Although there has been some improvement, losses remain alarmingly high at 43.93% in 2024–25, as reported at a District Electricity Committee (DEC) meeting on RDSS held on March 3 in Kohima. In simple terms, nearly half of the power procured does not translate into billed revenue.
The Revamped Distribution Sector Scheme (RDSS), a flagship Government of India programme, seeks to address this gap with an ambitious target of reducing AT&C losses to 12–15%. Smart prepaid metering is central to this effort. The DoPN’s annual report indicated moderate progress, with over 15,600 meters installed out of 18,000 sanctioned for key urban centres in Dimapur, Chümoukedima and Kohima.
However, other reports suggest that progress has been uneven and far from encouraging. For instance, as per the March 3 DEC meeting, against a target of 3, 23,878 smart meters across the State, only 37,081 or about 11.4% had been installed. Public resistance, driven largely by concerns over billing transparency and affordability, remains a key hurdle.
On the supply side, efforts to expand local generation remain modest relative to the State’s needs. Nagaland has only one major hydropower project at Likimro (24 MW), alongside a few small hydro units. Two additional projects totalling 66 MW are in the pipeline, but these are unlikely to significantly reduce the overall deficit.

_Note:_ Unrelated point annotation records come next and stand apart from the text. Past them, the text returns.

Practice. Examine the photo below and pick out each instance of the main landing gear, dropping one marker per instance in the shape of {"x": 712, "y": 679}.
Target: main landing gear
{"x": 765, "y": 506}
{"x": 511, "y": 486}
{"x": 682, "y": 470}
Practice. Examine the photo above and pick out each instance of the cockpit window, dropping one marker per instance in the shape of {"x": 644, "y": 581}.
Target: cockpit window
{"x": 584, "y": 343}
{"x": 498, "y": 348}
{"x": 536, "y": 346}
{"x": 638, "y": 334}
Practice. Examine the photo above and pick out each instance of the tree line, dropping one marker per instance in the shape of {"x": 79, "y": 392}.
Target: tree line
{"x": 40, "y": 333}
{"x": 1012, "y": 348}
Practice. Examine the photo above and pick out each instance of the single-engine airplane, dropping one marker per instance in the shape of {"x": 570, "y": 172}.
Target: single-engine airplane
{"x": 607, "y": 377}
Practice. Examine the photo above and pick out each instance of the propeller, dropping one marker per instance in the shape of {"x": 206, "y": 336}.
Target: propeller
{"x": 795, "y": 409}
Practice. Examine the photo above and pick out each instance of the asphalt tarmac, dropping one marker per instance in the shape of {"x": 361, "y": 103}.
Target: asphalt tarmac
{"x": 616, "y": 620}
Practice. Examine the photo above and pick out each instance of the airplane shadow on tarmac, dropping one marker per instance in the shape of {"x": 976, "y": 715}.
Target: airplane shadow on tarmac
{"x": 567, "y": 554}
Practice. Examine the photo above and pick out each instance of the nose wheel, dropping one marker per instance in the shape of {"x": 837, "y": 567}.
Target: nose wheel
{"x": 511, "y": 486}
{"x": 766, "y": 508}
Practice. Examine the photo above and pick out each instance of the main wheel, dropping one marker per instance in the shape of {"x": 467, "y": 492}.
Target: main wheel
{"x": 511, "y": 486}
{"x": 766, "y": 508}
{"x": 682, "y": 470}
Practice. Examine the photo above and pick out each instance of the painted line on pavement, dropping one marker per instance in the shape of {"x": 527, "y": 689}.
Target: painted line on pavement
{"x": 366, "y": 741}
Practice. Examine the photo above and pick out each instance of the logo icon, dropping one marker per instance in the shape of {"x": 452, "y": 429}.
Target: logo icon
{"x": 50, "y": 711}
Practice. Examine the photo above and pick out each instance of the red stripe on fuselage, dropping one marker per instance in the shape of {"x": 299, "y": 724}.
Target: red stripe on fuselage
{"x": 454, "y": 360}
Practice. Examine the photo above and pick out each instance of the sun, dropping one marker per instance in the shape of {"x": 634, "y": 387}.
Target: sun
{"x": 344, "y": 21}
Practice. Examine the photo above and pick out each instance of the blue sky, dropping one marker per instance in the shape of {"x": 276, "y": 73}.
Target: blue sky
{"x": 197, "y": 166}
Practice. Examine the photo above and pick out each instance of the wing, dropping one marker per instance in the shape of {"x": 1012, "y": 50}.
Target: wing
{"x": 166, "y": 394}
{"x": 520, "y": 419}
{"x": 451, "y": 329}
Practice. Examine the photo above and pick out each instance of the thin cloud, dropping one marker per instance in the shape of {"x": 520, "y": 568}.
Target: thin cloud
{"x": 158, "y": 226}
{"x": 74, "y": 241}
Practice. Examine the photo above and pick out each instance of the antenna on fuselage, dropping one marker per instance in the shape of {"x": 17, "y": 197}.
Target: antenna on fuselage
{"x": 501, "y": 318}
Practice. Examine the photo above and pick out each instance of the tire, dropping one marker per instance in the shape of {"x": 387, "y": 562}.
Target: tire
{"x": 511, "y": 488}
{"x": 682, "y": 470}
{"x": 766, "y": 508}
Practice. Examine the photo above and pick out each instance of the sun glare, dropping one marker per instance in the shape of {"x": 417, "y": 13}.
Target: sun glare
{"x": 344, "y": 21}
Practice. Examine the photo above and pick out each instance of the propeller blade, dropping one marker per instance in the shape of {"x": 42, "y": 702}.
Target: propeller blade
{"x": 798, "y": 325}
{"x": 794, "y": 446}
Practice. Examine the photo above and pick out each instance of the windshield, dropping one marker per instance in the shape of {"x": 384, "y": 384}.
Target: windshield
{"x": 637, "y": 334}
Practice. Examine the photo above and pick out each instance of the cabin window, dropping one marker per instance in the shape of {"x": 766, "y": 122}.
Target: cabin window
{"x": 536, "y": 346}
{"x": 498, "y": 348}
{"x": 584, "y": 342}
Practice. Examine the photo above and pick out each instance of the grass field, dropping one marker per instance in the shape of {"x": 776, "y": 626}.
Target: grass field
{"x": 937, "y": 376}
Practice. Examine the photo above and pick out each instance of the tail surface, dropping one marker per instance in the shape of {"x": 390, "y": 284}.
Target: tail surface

Renewable energy, particularly solar, is being positioned as a key pillar of future strategy. The Nagaland Solar Mission and rooftop solar scheme aim to promote decentralised generation, offering subsidies ranging from Rs 53,000 to Rs 1.35 lakh. However, progress so far has been underwhelming.
As per the report, against a target of 10,938 households and 32.8 MW capacity by 2027, only 130 households and 440 kW had been achieved as of December 2025 Large-scale solar projects such as the proposed 40 MW plant in Peren and ongoing installations in Niuland and Zhadima offer promises, but progress appears, uneven at best.
Ultimately, Nagaland’s power challenge is not just about generating more electricity, but about managing what is already available more efficiently. Reducing losses, improving billing systems, and building public trust in reforms are as critical as expanding generation capacity.